Like § 52-577d, Title IX has a statute of limitations, but it is much shorter. It follows Connecticut’s time limit on suits for personal injuries. Victims must bring their action within two years of the harm.
Ms. Briggs could have taken Kent to federal court under Title IX by 1989. Everyone’s memory of events would have been fresher. This should have made it easier for her to make her case. But she would have faced other challenges.
Imputed Knowledge v. Actual Knowledge
Ms. Briggs would have faced two hurdles in her claims of sexual discrimination, hurdles she does not face now for sexual assault. The first would have been the issue of what the school’s officials knew, and when they knew it. The second, and higher, hurdle would have been the issue of the harm she suffered.
The United States Department of Education oversees the programs that accept the federal government’s money. When a student claims sexual discrimination in one of those programs, the Department’s Office of Civil Rights investigates. It may hold the school liable if it finds that officials did not do enough about discrimination they ought to have known about.
Students that take their claim to court instead face a higher bar. Since they seek money damages for discrimination, they must prove more than OCR. They must show that officials had actual knowledge of the discrimination and did not do enough about it. In the Supreme Court’s words, officials must have stood “deliberately indifferent.”
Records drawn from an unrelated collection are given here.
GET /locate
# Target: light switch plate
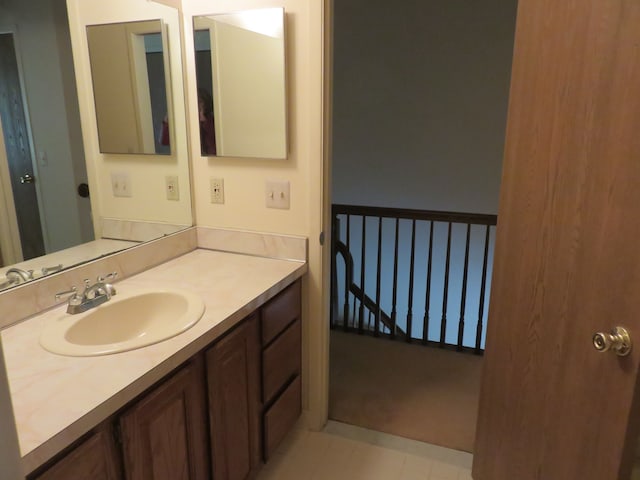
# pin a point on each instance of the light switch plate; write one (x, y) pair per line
(121, 184)
(217, 190)
(278, 194)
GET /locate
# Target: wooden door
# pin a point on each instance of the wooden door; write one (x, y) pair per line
(233, 376)
(164, 435)
(17, 144)
(567, 258)
(96, 458)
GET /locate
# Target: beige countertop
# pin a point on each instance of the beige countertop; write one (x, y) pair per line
(56, 399)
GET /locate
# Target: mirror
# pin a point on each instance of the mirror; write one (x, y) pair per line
(240, 74)
(130, 86)
(41, 127)
(42, 164)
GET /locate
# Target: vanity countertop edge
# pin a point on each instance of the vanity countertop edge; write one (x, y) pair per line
(57, 399)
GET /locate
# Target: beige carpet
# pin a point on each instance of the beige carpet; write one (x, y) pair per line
(416, 392)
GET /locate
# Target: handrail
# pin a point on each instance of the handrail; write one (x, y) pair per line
(461, 278)
(411, 214)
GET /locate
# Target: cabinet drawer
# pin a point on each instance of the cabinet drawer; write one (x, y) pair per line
(280, 312)
(279, 419)
(281, 361)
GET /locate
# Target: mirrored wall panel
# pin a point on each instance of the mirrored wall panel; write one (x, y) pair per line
(130, 84)
(240, 70)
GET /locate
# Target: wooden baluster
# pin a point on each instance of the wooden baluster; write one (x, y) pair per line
(395, 282)
(378, 279)
(482, 291)
(348, 278)
(427, 295)
(463, 299)
(445, 293)
(362, 274)
(411, 275)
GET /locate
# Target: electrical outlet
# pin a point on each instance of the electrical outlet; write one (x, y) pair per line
(217, 190)
(277, 194)
(121, 184)
(172, 187)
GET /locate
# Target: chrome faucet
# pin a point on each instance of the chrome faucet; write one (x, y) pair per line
(17, 275)
(92, 296)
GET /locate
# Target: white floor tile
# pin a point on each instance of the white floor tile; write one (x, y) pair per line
(344, 452)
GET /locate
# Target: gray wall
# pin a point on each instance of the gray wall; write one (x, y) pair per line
(420, 101)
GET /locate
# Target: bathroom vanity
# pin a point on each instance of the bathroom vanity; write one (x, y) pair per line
(211, 402)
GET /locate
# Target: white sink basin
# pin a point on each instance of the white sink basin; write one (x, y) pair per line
(128, 321)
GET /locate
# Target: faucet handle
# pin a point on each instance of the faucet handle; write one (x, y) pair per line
(49, 270)
(73, 295)
(108, 276)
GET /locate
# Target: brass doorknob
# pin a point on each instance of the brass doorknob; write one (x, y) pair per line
(27, 178)
(617, 341)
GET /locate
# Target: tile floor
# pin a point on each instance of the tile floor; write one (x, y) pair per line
(345, 452)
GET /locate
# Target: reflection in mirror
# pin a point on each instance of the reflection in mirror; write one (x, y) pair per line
(130, 75)
(240, 70)
(43, 208)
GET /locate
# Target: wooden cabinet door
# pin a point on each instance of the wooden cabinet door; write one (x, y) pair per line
(95, 458)
(164, 434)
(233, 369)
(567, 261)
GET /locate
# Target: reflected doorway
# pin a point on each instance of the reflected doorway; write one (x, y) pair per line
(18, 148)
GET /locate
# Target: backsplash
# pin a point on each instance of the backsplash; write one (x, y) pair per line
(283, 247)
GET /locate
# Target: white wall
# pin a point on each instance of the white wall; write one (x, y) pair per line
(147, 172)
(244, 179)
(420, 102)
(39, 28)
(10, 467)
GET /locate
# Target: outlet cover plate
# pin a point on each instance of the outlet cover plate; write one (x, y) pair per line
(278, 194)
(121, 184)
(171, 187)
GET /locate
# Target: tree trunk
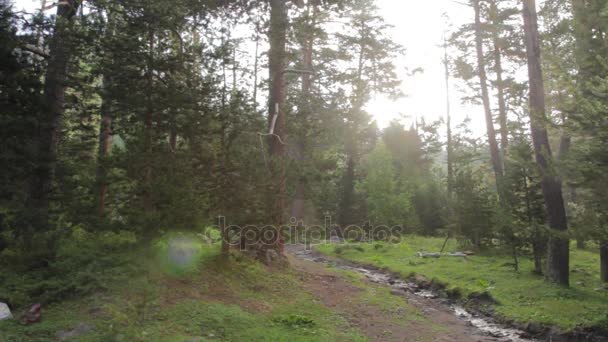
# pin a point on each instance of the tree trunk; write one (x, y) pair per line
(299, 201)
(347, 194)
(255, 66)
(604, 260)
(276, 63)
(502, 107)
(483, 83)
(105, 145)
(558, 247)
(50, 119)
(449, 148)
(147, 193)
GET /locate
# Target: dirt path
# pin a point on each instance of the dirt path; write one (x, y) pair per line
(416, 319)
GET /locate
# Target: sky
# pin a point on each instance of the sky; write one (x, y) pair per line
(418, 26)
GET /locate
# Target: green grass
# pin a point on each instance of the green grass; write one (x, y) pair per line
(522, 296)
(212, 299)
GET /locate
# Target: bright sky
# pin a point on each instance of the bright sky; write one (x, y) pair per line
(419, 28)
Ms. Briggs’ first claim would have had difficulty clearing that hurdle by 1989. From the allegations of her complaint, it appears that Kent’s officials did not know about Fenner’s misconduct for many months. When they did learn about it, they seemed to have taken reasonable and immediate action to end it. Ms. Briggs could still have argued that they carelessly allowed his original misconduct to begin and grow. The school would have answered that its officials had no responsibility under Title IX for conduct they knew nothing about.
Personal Injury v. Access to an Education
Even had she won that argument, Ms. Briggs would have faced a higher hurdle. In her lawsuit in Superior Court she claimed that after May 1988 Kent’s negligence led to emotional distress. She alleged the following harassment by Kent’s staff: one teacher called her “obviously crazy”; another told her she had ‘sinned’; others moved to the other side of the hallway when she walked in their direction, or prayed for Fenner at chapel services, or tried to make her feel responsible for his later breakdown. She alleged harassment by students, too: they verbally abused her, or threw soda cans at her from the windows above the dining hall. Nobody would room with her.
These allegations may carry the day for sexual abuse. They may not have passed Title IX’s test for sexual harassment. The reason has to do with the federal statute’s purpose.
Title IX is a civil rights law. Schools like Kent cannot take federal money and allow discrimination to affect their classes and service. Victims recover compensation when they show that harassment kept them from taking part.
But before a jury weighs signs of harassment, the victim must show they could no longer go on. That evidence can take many forms. A suicide note might be a sign the student’s suffering kept them the benefits of school. Falling grades would normally indicate they were no longer taking part. Transfer to a different school would almost certainly show that.
Ms. Briggs’ complaint claims that Kent’s carelessness caused her emotional trauma and distress. It alleges many instances of harassment from teachers and students. But it offers no sign the negligence kept her from Kent’s program. Her grades never dropped. She finished her courses on time. She graduated with her class.
The Bottom Line
Ms. Briggs suffered. She seeks to hold Kent responsible for emotional trauma, not falling grades. She claims sexual abuse, not sexual discrimination. For redress she took the only path open to her.